Occam’s Razor in Software Development

8 min readFeb 4, 2021

Occam’s razor is one of the most powerful problem-solving principles applicable in life as well as software development. It is probably not well known and is often misunderstood and under-utilized.

In this post, I disambiguate it and enumerate multiple formulations and common misinterpretations. I will demonstrate that many principles and practices in software development are applications of Occam’s razor, and list some missed opportunities.

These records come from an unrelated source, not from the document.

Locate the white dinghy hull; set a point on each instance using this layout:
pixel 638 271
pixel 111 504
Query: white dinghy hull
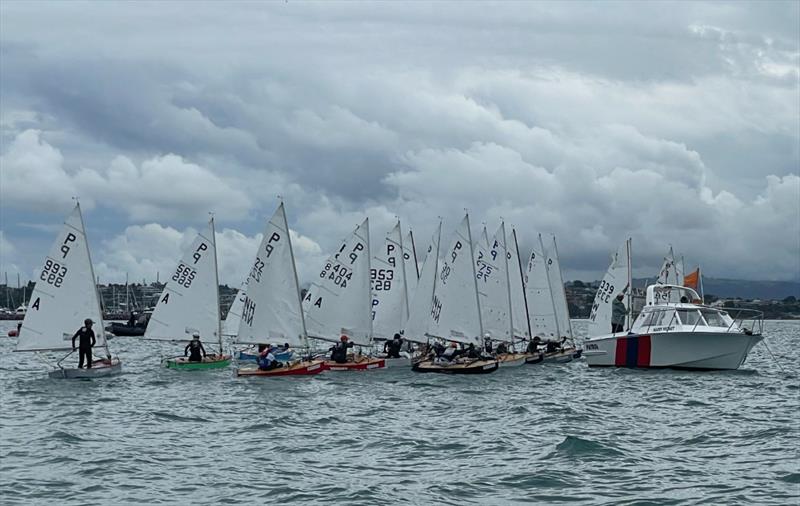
pixel 679 350
pixel 99 369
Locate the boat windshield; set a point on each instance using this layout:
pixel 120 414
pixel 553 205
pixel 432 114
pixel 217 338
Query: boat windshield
pixel 690 317
pixel 714 318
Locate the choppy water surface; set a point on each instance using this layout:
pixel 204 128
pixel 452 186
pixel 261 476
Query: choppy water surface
pixel 530 434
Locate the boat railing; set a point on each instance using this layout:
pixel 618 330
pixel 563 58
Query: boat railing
pixel 743 320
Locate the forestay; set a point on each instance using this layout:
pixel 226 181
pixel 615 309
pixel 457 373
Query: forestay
pixel 65 293
pixel 272 311
pixel 541 311
pixel 419 312
pixel 455 310
pixel 492 279
pixel 564 324
pixel 234 316
pixel 190 300
pixel 615 282
pixel 519 303
pixel 389 287
pixel 412 269
pixel 340 301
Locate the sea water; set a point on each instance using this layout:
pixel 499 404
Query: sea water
pixel 531 434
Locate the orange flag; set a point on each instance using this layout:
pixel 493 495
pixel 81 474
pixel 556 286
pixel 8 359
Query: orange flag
pixel 692 280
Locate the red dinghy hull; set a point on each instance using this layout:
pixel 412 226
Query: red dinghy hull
pixel 298 369
pixel 363 364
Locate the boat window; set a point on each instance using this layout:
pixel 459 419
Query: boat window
pixel 714 318
pixel 690 317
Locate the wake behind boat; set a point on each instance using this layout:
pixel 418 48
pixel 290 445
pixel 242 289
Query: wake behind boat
pixel 682 335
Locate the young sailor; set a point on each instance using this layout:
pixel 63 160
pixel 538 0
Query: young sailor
pixel 339 350
pixel 86 342
pixel 195 349
pixel 393 347
pixel 266 360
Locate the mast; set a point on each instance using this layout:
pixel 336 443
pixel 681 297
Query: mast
pixel 474 277
pixel 369 267
pixel 298 299
pixel 508 285
pixel 630 284
pixel 91 270
pixel 414 252
pixel 563 290
pixel 522 278
pixel 405 281
pixel 216 282
pixel 550 286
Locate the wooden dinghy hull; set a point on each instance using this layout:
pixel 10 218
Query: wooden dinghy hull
pixel 475 367
pixel 209 362
pixel 298 369
pixel 100 369
pixel 512 359
pixel 362 364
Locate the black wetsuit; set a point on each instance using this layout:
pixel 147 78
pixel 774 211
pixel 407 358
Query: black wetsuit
pixel 339 352
pixel 195 351
pixel 393 348
pixel 86 342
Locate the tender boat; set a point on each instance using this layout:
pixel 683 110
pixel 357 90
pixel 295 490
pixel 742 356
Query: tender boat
pixel 681 335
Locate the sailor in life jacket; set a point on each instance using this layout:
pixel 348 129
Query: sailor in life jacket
pixel 195 349
pixel 339 350
pixel 393 347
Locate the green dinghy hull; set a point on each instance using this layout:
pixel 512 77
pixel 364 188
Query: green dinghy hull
pixel 210 362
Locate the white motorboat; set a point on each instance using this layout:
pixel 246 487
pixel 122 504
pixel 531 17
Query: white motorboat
pixel 681 335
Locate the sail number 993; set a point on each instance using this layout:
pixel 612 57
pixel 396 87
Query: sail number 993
pixel 53 273
pixel 184 275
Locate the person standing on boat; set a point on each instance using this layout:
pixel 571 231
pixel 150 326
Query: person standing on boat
pixel 339 350
pixel 618 313
pixel 86 341
pixel 195 349
pixel 266 360
pixel 392 348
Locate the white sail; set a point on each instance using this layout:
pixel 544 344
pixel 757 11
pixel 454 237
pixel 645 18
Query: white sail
pixel 272 311
pixel 615 281
pixel 419 312
pixel 455 311
pixel 412 268
pixel 557 289
pixel 519 302
pixel 492 279
pixel 339 302
pixel 231 325
pixel 65 293
pixel 189 302
pixel 541 311
pixel 389 287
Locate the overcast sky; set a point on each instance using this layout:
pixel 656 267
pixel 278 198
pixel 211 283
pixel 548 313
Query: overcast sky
pixel 672 123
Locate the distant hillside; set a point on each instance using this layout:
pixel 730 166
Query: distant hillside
pixel 733 288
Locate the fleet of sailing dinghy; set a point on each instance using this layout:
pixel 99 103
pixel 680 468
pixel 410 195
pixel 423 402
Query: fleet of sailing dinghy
pixel 190 304
pixel 64 296
pixel 454 313
pixel 272 311
pixel 338 305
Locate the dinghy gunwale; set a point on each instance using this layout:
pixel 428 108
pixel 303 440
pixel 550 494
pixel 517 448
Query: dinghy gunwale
pixel 182 363
pixel 303 368
pixel 475 367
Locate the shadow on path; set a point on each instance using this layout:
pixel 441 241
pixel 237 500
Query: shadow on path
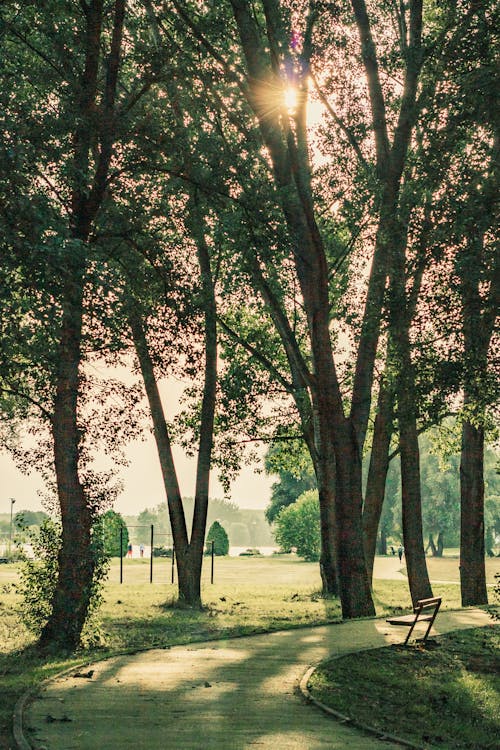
pixel 226 695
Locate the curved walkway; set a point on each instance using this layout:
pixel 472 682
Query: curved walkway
pixel 233 694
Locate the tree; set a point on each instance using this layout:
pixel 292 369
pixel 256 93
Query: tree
pixel 113 528
pixel 69 127
pixel 217 535
pixel 295 471
pixel 297 526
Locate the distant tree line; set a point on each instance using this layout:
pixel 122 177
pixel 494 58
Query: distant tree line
pixel 167 210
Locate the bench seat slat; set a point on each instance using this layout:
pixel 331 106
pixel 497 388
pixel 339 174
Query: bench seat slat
pixel 409 619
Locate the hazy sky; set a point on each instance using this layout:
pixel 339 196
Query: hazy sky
pixel 142 481
pixel 143 485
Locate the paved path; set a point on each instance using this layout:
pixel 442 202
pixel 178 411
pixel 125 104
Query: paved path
pixel 234 694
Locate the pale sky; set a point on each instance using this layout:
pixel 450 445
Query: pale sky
pixel 142 481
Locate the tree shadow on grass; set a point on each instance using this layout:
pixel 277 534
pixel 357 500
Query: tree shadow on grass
pixel 228 695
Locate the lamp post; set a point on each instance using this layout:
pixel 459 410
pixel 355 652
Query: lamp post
pixel 12 501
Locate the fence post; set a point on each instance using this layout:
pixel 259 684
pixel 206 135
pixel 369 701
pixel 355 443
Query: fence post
pixel 212 568
pixel 121 554
pixel 151 558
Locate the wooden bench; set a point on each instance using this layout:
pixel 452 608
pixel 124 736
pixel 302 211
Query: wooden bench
pixel 425 610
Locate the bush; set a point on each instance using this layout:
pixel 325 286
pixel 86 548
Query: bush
pixel 298 526
pixel 218 535
pixel 38 579
pixel 111 523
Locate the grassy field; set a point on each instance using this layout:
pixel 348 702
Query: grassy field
pixel 249 595
pixel 446 695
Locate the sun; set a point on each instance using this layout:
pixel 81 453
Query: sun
pixel 290 96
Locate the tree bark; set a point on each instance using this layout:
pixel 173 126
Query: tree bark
pixel 70 602
pixel 71 599
pixel 418 577
pixel 472 548
pixel 377 474
pixel 190 592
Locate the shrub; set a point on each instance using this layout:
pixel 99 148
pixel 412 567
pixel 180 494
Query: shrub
pixel 218 535
pixel 38 579
pixel 298 526
pixel 110 523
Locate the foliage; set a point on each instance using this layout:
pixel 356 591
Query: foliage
pixel 292 462
pixel 218 536
pixel 298 526
pixel 38 580
pixel 110 525
pixel 38 576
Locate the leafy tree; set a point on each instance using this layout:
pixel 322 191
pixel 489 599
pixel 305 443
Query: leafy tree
pixel 295 471
pixel 112 527
pixel 297 526
pixel 217 535
pixel 30 518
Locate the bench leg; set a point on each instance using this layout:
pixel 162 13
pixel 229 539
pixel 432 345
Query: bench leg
pixel 431 623
pixel 410 632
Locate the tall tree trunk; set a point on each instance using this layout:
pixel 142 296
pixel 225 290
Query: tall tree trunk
pixel 472 561
pixel 354 585
pixel 382 547
pixel 431 546
pixel 440 545
pixel 416 565
pixel 325 479
pixel 377 473
pixel 162 438
pixel 191 591
pixel 70 602
pixel 75 563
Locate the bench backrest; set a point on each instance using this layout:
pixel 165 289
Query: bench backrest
pixel 435 602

The premise of Occam’s razor is that “entities should not be multiplied without necessity”. It advocates that when presented with competing hypotheses about the same prediction, one should select the solution with the fewest assumptions and that this is not meant to be a way of choosing between hypotheses that make different predictions. -Ⓐ

It is often mistaken to advocate simplicity, but has a more nuanced recommendation, which is described by the quote “Everything should be made as simple as possible, but no simpler.” -Ⓑ Wikipedia has more formulations of this principle “It is vain to do with more what can be done with fewer”-Ⓒ

In the world of predictive models, one needs to maintain a balance between model complexity and error, that would be a sweet spot between over-generalization and over-specialization.

This leads to yet another formulation “reduce complexity, if and only if you can” -Ⓓ

Interpretation

Occam’s razor can be generalized to two-dimensional problems where we optimize in one dimension while satisfying constraints in another.

There are two different maps of the Bengaluru metro, both of which show the green line. Both of them show the ordering of stations, while the first of them captures the physical orientation as well. Is the first map conformant to Occam’s razor or is it the second? well, it depends on the problem at hand. This illustrates another observation on Occam’s razor, “it is contextual”. The best hypothesis in one context, needn’t be the best in another.

Essential vs Accidental Complexity

Brooks distinguishes between two different types of complexity: accidental complexity and essential complexity. Accidental complexity relates to problems that engineers create and can fix; Essential complexity is caused by the problem to be solved, and nothing can remove it; if users want a program to do 30 different things, then those 30 things are essential and the program must do those 30 different things.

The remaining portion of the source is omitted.